Sushan Bhari (born 6 March 1995) is a Nepalese cricketer. He made his List A debut against Hong Kong in the 2015–17 ICC World Cricket League Championship on 13 October 2017. In September 2019, he was named in Nepal's Twenty20 International (T20I) squads for their tours to Singapore and Oman. He made his T20I debut against Singapore, in the Singapore Tri-Nation Series on 28 September 2019.
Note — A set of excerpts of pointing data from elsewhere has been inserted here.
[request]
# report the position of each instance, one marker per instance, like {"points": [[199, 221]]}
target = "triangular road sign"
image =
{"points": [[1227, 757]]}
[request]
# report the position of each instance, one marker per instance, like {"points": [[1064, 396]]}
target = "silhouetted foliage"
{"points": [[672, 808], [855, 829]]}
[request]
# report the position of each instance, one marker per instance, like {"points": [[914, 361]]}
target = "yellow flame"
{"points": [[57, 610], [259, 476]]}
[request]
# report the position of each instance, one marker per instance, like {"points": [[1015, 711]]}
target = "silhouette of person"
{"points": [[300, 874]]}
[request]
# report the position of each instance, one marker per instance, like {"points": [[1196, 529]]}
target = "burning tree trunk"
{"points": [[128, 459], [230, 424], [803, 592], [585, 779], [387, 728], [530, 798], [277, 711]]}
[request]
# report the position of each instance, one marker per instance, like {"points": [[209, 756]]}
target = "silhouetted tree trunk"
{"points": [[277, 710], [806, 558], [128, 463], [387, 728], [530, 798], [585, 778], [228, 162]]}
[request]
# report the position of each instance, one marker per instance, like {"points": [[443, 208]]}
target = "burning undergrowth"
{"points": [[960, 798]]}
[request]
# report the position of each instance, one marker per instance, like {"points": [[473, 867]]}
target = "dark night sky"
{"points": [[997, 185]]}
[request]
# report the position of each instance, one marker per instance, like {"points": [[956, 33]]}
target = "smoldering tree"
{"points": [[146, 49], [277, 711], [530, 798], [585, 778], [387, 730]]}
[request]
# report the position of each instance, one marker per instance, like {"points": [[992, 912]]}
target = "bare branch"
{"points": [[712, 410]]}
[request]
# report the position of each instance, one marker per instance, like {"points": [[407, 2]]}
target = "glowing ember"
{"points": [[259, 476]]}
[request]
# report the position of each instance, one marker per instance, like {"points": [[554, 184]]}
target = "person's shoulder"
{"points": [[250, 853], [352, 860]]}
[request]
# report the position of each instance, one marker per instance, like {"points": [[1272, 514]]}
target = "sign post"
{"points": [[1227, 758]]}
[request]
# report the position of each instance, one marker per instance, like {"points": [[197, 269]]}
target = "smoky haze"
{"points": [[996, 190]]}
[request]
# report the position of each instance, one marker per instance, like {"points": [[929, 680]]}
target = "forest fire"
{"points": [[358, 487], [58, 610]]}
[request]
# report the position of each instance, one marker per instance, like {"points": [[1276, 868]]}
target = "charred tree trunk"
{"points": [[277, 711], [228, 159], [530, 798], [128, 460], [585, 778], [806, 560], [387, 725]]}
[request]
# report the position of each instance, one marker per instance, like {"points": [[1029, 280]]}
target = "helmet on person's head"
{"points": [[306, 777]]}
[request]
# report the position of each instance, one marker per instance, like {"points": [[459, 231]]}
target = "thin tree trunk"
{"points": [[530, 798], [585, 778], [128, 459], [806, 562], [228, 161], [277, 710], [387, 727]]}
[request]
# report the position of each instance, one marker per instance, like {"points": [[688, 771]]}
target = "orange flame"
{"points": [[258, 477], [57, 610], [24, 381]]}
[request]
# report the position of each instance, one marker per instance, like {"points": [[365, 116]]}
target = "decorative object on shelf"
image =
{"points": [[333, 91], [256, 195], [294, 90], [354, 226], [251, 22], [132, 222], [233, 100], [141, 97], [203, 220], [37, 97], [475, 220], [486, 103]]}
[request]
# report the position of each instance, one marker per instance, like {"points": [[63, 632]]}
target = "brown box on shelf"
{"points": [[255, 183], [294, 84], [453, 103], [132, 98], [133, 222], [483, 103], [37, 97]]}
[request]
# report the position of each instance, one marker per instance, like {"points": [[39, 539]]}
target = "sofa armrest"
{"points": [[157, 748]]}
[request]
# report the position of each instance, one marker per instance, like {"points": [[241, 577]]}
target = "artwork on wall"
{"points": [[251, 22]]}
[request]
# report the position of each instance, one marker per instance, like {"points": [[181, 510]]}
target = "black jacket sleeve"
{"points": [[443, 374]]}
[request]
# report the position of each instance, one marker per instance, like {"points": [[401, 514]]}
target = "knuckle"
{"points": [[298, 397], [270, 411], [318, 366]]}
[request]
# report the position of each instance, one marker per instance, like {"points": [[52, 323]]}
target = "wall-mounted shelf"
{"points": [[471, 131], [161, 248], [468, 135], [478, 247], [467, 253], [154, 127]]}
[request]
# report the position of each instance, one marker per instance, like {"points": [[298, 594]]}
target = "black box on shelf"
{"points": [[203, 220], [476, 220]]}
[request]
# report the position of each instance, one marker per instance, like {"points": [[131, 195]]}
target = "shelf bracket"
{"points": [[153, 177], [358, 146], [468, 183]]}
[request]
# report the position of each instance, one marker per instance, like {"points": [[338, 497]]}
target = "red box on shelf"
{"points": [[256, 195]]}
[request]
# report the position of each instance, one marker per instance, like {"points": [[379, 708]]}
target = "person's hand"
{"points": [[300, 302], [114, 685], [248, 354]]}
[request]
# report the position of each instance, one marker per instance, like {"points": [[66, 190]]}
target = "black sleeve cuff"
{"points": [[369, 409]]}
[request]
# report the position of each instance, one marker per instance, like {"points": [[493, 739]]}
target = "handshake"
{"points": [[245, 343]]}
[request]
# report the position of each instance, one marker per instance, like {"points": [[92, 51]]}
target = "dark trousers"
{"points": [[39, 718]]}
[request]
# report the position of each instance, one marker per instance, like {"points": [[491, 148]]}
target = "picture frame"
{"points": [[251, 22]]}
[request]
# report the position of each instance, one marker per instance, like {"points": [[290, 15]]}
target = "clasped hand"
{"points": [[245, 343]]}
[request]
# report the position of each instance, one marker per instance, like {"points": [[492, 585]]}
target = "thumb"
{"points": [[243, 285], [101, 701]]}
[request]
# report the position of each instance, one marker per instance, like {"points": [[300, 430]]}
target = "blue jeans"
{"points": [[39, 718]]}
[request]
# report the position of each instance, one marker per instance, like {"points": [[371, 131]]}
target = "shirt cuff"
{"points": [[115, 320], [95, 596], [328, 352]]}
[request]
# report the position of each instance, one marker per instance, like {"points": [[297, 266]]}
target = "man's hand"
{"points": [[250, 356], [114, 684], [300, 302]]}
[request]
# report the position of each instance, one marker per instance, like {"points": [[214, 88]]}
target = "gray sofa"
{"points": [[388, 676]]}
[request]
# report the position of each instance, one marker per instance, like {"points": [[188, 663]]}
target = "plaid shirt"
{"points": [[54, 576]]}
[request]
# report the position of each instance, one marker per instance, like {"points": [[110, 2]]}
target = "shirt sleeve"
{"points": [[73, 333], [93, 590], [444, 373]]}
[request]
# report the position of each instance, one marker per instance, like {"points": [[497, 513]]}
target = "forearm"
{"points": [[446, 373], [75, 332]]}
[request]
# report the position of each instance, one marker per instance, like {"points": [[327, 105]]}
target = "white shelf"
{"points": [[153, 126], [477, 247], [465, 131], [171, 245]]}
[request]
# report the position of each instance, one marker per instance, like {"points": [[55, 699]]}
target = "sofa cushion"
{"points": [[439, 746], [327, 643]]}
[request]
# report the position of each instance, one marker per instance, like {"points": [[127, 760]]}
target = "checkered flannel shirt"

In November 2019, he was named in Nepal's squad for the 2019 ACC Emerging Teams Asia Cup in Bangladesh. Later the same month, he was also named in Nepal's squad for the men's cricket tournament at the 2019 South Asian Games. The Nepal team won the bronze medal, after they beat the Maldives by five wickets in the third-place playoff match.

In January 2020, he was named in Nepal's One Day International (ODI) squad for the 2020 Nepal Tri-Nation Series. He made his ODI debut for Nepal, against Oman, on 5 February 2020. In September 2020, he was one of eighteen cricketers to be awarded with a central contract by the Cricket Association of Nepal.